Uses machine-learning to automatically add tags, correspondents and document types to your documents.
Supports PDF documents, images, plain text files, Office documents (Word, Excel, PowerPoint, and LibreOffice equivalents) and more.
Paperless stores your documents plain on disk.
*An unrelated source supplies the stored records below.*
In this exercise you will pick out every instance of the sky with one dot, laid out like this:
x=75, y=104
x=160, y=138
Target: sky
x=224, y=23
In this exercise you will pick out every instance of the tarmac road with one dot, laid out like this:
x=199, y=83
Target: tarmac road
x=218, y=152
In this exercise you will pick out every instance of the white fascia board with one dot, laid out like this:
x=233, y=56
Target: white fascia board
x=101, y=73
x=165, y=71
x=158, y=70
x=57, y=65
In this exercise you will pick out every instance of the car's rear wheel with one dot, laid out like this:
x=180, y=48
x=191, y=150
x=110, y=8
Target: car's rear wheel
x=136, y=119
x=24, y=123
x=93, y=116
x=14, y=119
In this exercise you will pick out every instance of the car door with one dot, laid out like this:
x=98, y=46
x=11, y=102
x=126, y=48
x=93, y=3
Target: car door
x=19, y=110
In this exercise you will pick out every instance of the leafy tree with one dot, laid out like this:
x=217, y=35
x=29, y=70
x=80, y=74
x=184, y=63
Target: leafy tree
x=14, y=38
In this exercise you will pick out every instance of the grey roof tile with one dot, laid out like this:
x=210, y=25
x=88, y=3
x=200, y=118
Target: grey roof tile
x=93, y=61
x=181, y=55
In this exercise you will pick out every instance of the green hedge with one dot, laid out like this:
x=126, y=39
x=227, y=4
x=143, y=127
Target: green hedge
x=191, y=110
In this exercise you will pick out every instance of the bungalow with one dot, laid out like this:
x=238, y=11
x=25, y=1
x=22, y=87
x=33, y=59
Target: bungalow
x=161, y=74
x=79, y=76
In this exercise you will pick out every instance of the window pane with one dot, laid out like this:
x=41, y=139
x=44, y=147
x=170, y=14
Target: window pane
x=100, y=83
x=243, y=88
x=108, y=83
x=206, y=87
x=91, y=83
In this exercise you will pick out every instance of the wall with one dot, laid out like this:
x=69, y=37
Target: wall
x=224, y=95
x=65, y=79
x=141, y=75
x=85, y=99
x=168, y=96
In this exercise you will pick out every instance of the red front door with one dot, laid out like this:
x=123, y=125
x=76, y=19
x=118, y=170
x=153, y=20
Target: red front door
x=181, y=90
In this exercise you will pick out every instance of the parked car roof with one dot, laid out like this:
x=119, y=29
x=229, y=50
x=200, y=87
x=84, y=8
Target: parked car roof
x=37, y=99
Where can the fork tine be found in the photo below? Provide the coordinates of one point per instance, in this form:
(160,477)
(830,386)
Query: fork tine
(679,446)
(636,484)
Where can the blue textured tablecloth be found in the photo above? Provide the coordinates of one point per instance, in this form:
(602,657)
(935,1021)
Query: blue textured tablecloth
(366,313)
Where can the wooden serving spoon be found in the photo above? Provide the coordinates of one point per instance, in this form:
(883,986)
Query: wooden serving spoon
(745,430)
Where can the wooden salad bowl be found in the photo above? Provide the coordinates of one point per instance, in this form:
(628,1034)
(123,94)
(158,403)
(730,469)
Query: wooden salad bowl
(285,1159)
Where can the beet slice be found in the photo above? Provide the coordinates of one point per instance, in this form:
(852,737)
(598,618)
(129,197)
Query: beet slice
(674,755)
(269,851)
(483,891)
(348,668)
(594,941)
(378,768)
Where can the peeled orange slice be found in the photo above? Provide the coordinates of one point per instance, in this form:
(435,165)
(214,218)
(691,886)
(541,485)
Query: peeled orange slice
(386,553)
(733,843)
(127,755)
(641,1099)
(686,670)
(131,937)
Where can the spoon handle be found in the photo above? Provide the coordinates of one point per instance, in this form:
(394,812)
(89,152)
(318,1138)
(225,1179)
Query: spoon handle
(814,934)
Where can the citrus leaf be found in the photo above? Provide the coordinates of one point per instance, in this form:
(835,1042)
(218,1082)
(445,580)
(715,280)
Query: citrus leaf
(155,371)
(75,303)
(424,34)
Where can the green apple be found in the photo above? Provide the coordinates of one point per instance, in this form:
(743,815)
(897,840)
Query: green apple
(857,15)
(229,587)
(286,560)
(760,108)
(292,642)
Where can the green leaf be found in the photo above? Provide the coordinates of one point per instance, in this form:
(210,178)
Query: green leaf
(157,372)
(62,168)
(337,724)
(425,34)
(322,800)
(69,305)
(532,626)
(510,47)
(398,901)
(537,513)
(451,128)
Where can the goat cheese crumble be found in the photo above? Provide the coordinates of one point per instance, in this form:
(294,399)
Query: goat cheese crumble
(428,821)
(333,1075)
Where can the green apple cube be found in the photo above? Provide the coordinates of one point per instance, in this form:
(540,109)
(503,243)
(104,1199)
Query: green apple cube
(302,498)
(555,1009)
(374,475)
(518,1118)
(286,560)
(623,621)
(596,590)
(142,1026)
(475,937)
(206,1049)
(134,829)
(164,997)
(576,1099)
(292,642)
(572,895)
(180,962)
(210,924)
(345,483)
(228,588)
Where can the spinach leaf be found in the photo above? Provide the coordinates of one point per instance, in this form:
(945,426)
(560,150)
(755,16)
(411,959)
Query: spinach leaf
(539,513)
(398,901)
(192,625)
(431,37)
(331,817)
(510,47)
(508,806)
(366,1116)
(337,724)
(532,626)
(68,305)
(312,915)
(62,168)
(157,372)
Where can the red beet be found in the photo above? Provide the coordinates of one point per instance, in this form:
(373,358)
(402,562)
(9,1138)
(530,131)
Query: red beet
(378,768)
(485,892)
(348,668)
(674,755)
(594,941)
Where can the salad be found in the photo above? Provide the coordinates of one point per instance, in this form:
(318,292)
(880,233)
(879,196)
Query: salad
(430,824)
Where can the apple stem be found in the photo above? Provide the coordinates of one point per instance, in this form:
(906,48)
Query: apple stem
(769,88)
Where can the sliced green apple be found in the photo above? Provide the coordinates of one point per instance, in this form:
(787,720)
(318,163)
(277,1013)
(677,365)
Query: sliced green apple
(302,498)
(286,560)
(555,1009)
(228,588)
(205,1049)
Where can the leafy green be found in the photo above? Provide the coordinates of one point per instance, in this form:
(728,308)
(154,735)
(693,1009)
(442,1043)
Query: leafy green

Filenames and folders are managed by paperless and their format can be configured freely with different configurations assigned to different documents.
Beautiful, modern web application that features:
Customizable dashboard with statistics.
Filtering by tags, correspondents, types, and more.
Bulk editing of tags, correspondents, types and more.
Drag-and-drop uploading of documents throughout the app.
Customizable views can be saved and displayed on the dashboard and / or sidebar.
Support for custom fields of various data types.
Shareable public links with optional expiration.
Full text search helps you find what you need:
Auto completion suggests relevant words from your documents.
Results are sorted by relevance to your search query.
Highlighting shows you which parts of the document matched the query.
Searching for similar documents (“More like this”)
Email processing: import documents from your email accounts:
Configure multiple accounts and rules for each account.
After processing, paperless can perform actions on the messages such as marking as read, deleting and more.
A built-in robust multi-user permissions system that supports ‘global’ permissions as well as per document or object.
A powerful workflow system that gives you even more control.
Optimized for multi core systems: Paperless-ngx consumes multiple documents in parallel.
The integrated sanity checker makes sure that your document archive is in good health.
I’ll keep adding to this page at a later time
"If something is worth doing, it's worth overdoing."